RE: Investment Company Governance- File No. S7-03-04

Dear Chairman and Commissioners:

Requiring the board of directors of most mutual funds to have an independent chair and 75 percent independent membership will ruin the incentive to form new and innovative funds. It should NOT be made into law. Without new and innovative funds, competition and capital formation in the United States will be endangered.

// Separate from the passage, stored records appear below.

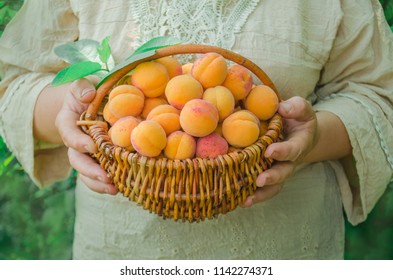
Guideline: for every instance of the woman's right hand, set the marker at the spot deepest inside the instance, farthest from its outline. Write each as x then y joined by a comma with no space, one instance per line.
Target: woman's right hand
76,101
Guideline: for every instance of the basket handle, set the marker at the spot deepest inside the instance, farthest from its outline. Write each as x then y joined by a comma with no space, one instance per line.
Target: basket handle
104,89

Investment companies have been the drivers of financial product innovation in America. Mutual funds gave people the money market fund, daily pricing of 401(k)s, most investors first experience investing overseas, ETFs and many other firsts. These firsts were not done for the protection of the funds or fund shareholders but because small individual business people (like Mr. Johnson of Fidelity, Thomas Rowe Price Jr. of T.Rowe Price, Jack Dreyfus of Dreyfus/Mellon and Bruce Bent of The Reserve Funds to name just a few) saw an opportunity to create something they thought others would want. They were able to build businesses which they owned out of those opportunities.

Funds do not come into being by themselves. Someone has to take the risk of seeding the fund, gathering service providers like pricing and transfer agents, hiring lawyers and accountants, and investing the money. That someone, in all but name, is the owner. Without true ownership, the incentive for new people to enter the business, to bring creative and innovative ideas to the industry, disappears. Implementing the rule to have an independent chair and 75 percent independent membership breaks the sense of ownership that currently exists and threatens future competition and capital formation.

Nicholas Gerber - Portfolio Manager, Director, and Owner.